We found notable differences in publication productivity between the field and the most cited authors. In short, the number of papers per scholar have increased for both groups (the field and the most cited authors), but the number of authors per paper have only increased in the field. Accordingly, adding the number of co-authors seems to be a good way to boost productivity. Still, in the case of the most cited authors, productivity, as related to the number of co-authors per paper seem to follow a Bell curve: the most productive authors are those with papers with 2–4 co-authors and both authors with less than 2 and more than 4 typically underperform them. It follows that raising the number of authors is rewarding only as the authors per paper quotient reach 4, while the behavior of involving more co-authors might reduce productivity. Overall, our empirical examination opens new avenues of research to better understand research productivity and sex differences in global science (Knobloch-Westerwick et al., 2013; Author, XXXXX; Gliboff, 2018).

Limitations

This study has some limitations that should be addressed by future research. The random sample of papers in the field for both 2009 and 2019 is representative of the total population of papers published, but not representative of the authors that published a paper during these years. Accordingly, the number of papers in the sample for an author may be lower or equal than the total number of papers published by that author. The value of N_authorsyear is difficult to obtain since it would imply accessing each and every published article to account for all the authors. Then, the best approximation we can get implies using the empirical average from the sample of articles, even if we acknowledge the potential limitation of this technique.
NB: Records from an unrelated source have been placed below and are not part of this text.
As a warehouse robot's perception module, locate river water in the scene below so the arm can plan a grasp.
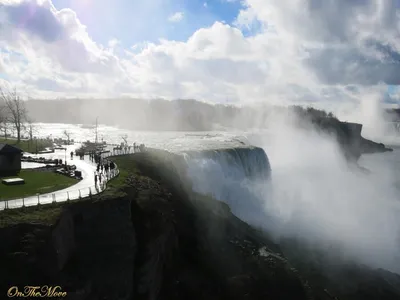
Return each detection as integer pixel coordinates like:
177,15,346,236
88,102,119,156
11,124,400,273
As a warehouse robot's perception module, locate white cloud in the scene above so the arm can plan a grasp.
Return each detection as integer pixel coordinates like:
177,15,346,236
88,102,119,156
0,0,400,111
168,11,184,23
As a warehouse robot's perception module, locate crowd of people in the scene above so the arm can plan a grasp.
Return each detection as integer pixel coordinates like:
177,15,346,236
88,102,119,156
94,158,116,187
70,143,146,188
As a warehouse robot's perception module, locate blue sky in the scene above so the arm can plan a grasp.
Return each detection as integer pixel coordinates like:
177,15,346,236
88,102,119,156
0,0,400,103
53,0,243,47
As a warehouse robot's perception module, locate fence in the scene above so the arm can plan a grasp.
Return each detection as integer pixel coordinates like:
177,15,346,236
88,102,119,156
0,161,122,210
0,147,148,211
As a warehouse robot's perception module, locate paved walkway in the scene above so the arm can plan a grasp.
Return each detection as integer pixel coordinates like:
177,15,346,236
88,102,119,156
0,144,125,210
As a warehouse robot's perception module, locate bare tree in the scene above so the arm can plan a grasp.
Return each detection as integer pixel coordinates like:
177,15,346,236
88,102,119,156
26,119,38,141
0,103,8,139
0,88,28,142
63,129,71,145
121,134,128,145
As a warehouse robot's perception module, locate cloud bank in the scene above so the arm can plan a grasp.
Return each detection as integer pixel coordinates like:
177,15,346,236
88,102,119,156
0,0,400,107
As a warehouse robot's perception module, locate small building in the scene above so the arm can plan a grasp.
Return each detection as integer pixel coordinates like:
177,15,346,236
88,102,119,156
0,144,22,176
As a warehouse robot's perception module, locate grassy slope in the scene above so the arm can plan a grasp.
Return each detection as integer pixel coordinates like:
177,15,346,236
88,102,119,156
0,170,78,200
0,155,139,228
0,137,53,153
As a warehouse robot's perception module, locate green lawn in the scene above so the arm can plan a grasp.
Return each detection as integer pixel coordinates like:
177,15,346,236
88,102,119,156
0,202,64,228
0,137,53,153
0,170,78,200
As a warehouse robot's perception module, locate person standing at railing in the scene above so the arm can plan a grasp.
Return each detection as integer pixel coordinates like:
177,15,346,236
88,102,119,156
99,173,103,188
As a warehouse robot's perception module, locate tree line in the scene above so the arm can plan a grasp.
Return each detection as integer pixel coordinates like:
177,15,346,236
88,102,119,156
0,87,34,142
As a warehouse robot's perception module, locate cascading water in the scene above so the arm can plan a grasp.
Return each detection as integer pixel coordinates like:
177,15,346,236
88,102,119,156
184,146,271,224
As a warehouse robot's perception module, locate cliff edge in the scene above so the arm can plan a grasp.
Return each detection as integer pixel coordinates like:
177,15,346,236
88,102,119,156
0,151,400,300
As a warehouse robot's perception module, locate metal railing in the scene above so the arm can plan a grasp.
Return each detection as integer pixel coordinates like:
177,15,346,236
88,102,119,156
0,147,148,211
0,162,122,210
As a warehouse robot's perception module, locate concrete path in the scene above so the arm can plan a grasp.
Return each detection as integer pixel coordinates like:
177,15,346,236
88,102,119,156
0,144,118,210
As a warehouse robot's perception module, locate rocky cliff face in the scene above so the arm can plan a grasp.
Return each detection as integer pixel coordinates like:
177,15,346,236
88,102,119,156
313,118,393,161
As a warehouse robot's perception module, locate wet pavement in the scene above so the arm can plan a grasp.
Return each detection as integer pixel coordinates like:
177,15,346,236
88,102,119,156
0,144,117,210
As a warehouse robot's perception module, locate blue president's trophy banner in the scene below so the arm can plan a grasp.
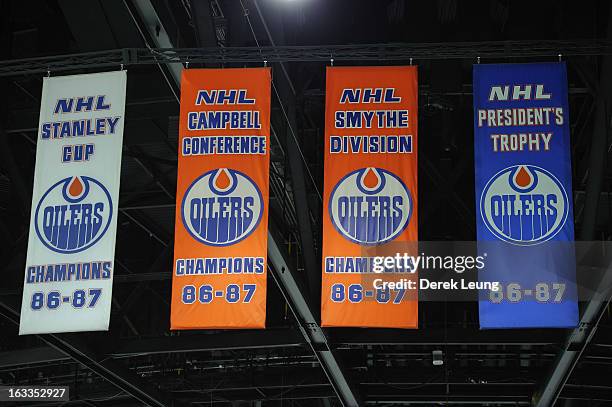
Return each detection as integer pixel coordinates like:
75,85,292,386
474,63,578,329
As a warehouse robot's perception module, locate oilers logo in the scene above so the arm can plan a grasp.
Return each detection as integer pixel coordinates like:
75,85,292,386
181,168,263,246
34,176,113,254
329,167,412,245
480,165,569,246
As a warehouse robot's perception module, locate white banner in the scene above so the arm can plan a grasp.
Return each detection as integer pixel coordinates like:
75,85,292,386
19,71,127,335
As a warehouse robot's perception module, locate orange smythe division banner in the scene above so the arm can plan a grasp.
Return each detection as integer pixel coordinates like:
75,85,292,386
321,66,418,328
170,68,271,329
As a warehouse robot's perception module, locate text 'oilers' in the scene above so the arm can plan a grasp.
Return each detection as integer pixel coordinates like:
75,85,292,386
480,165,569,246
181,168,263,246
34,176,113,254
329,167,412,245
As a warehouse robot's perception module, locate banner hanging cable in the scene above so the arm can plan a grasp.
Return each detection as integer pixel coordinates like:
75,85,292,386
0,40,612,76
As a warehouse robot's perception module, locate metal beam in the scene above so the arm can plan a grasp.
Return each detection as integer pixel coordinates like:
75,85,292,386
109,328,305,358
250,0,322,306
132,0,183,85
533,6,612,407
532,263,612,407
0,302,170,407
268,225,361,407
5,40,612,77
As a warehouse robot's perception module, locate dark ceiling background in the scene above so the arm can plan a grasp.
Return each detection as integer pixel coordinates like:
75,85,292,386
0,0,612,407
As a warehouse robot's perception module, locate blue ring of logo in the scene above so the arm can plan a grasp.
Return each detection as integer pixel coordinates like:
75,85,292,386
327,168,413,246
181,168,265,247
479,164,570,246
34,176,113,254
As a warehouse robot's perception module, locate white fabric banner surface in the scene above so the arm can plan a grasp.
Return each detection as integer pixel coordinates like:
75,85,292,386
19,71,127,335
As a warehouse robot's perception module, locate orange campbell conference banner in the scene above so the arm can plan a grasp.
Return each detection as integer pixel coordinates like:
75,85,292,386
170,68,271,329
321,66,418,328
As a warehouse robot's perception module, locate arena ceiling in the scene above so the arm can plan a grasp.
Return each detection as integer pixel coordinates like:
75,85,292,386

Finally, as we decided to analyze the top 50 most cited authors, we can assume that the trends would be different if we choose a narrower or a wider selection. Following the Pareto distribution, citations tend to be accumulated by a limited set of authors, while regular scholars have a limited number of publications only. While in selecting the 50 most cited authors, we followed Shapiro's (2000) analysis, we should admit that different sampling technics and different sample sizes might influence the results.